The value of Special Drawing Rights is calculated by the International Monetary Fund. As of January 10, 2020, each SDR is equal to 1.38 U.S. Dollars, so 128,821 SRDs equals approximately $177,773.
What aviation laws apply to claims arising from strictly domestic flights?
Claims arising from strictly domestic flights are largely governed by the airline’s “contract of carriage,” which can be found on every airline’s website. Claims for personal injury or wrongful death arising from domestic airline travel will generally be governed by state law. However, federal laws and regulations play a significant role in the resolution of such claims.
What recourse do I have if my baggage was damaged, lost, or delayed?
Aviation lawyers for airline passengers can advise you of your rights in the event of damaged, lost, or delayed baggage. Each airline has what is called a “contract of carriage” (available on their website) that is incorporated into the terms and conditions of your ticket. This contract contains a limitation of liability for such claims (excluding wheelchairs or other assistive devices) and will spell out the steps that you must take in order to recover damages for damaged, lost, or delayed baggage (including wheelchairs or other assistive devices). For example, the contract may require you to report any claim for damaged, lost, or delayed baggage within a certain time period (for example, 24 hours) and to file a written claim within a certain time period. If you fail to do so, your claim will be barred and you will not be entitled to compensation.
Federal regulations govern the amount of money to which airlines can limit their liability for strictly domestic flights:
On any flight segment using large aircraft, or on any flight segment that is included on the same ticket as another flight segment that uses large aircraft, an air carrier shall not limit its liability for provable direct or consequential damages resulting from the disappearance of, damage to, or delay in delivery of a passenger’s personal property, including baggage, in its custody to an amount less than $3,500 for each passenger.
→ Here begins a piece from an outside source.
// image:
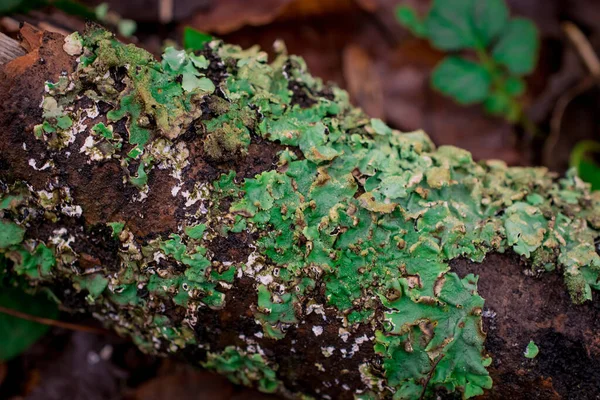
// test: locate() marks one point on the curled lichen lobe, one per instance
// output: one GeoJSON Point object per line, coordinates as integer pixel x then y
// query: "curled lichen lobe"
{"type": "Point", "coordinates": [354, 221]}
“Large aircraft” means any aircraft designed to have a maximum passenger capacity of more than 60 seats.
Claims for damaged, lost, or delayed baggage on international flights (including the domestic legs of international trips) and claims for losses due to delays in arriving at your destination are governed by the Montreal Convention, which provides: “The carrier is liable for damage occasioned by delay in the carriage by air of passengers, baggage or cargo.” However, the Montreal Convention does allow air carriers to defend such claims if it proves that it “took all measures that could reasonably be required to avoid the damage or that it was impossible for it or them to take such measures.”
As of 2019, the Montreal Convention limits of liability for such claims have been increased as follows:
|Item of Damage||Limit of Liability in SDRs||Limit of Liability in USD
as of January 10, 2020
|Losses Resulting from Delay in Arrival||5,346||$7,377|
|Losses Resulting from Damaged, Delayed, or Lost Baggage||1,288||$1,777|
If you have valuable property in your baggage that exceeds the limits of liability in the in the Montreal Convention (for international flights) or the contract of carriage (for domestic flights), you must declare this in advance of your flight and pay a fee for increased limits. For domestic flights, some items may be specifically excluded by the contract of carriage. You should also consider whether any insurance policy you have (or may purchase, such as travel insurance) may provide coverage for such losses.
The U.S. Department of Transportation has a helpful guide for air travelers on these and other issues.